Examples of “epic wins” shared by the panel:
- Barbie introduced a new career for the doll: computer engineer. Fans on the internet started Photoshopping Barbie into photos iconic technology events and posting them online. Mattel let it happen and started providing all the images for people to use. Once they embraced what the audience was doing and gave them the tools to help do it did they saw the creativity go to a whole new level and engagement spread like wildfire on the web.
- “Rise of the Planet of the Ape”s movie was about to launch and they wanted to engage with 18-34 year old guys who weren’t familiar with the original.

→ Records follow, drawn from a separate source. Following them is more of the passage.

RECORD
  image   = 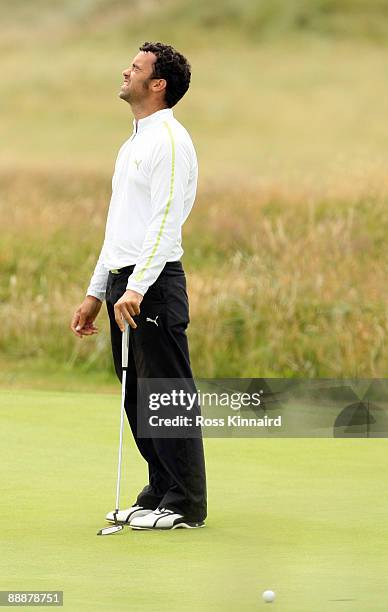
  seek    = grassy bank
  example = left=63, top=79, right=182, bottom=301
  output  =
left=0, top=0, right=388, bottom=388
left=0, top=169, right=388, bottom=378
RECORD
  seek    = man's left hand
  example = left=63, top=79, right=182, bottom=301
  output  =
left=114, top=289, right=143, bottom=332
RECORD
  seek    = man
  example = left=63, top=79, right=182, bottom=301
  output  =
left=71, top=43, right=206, bottom=529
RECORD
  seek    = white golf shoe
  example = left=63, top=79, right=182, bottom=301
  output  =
left=105, top=506, right=153, bottom=525
left=130, top=508, right=205, bottom=529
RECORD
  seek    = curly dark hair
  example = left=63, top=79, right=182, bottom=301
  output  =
left=139, top=42, right=191, bottom=108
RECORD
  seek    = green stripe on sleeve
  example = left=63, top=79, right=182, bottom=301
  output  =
left=135, top=121, right=175, bottom=281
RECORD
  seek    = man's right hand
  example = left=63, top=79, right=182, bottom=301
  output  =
left=70, top=295, right=102, bottom=338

They produced a video with a trained ape shooting an AK-47 and put it on YouTube, with the theme being “apes are getting smarter.” The video got over 20 million view on YouTube. The comments on YouTube indicated they had definitely hit their target audience.
- Chevy during the Super Bowl knew that Twitter was where the talk would be occurring about the commercials. So they bought out Twitter advertising stock and owned that space.
Examples of “epic fails” shared by the panel:
- Crocs was targeting moms who were buying shoes for their kids. The brand produced a video to the song Yellow Submarine and placed it on YouTube. The video got one million views, but was totally not the right target given the content of the video and did not see sales results. They weren’t disciplined in the message to the target audience and they could tell this by the comments on the video.
- A large (unnamed) consumer electronics brand that had five objectives with one creative message. They needed different messages and creative, each aligned with an objective in order for it to be successful. It was a massive fail.
Knowing the target audience and where they spend time online and understanding what might engage them takes research on the front end. Just because social media is nimble, does not mean that it should be executed with reckless abandon. Research thoroughly upfront, agree on how the campaign will be measured, check every creative execution against the campaign objectives and audience, and don’t be stupid.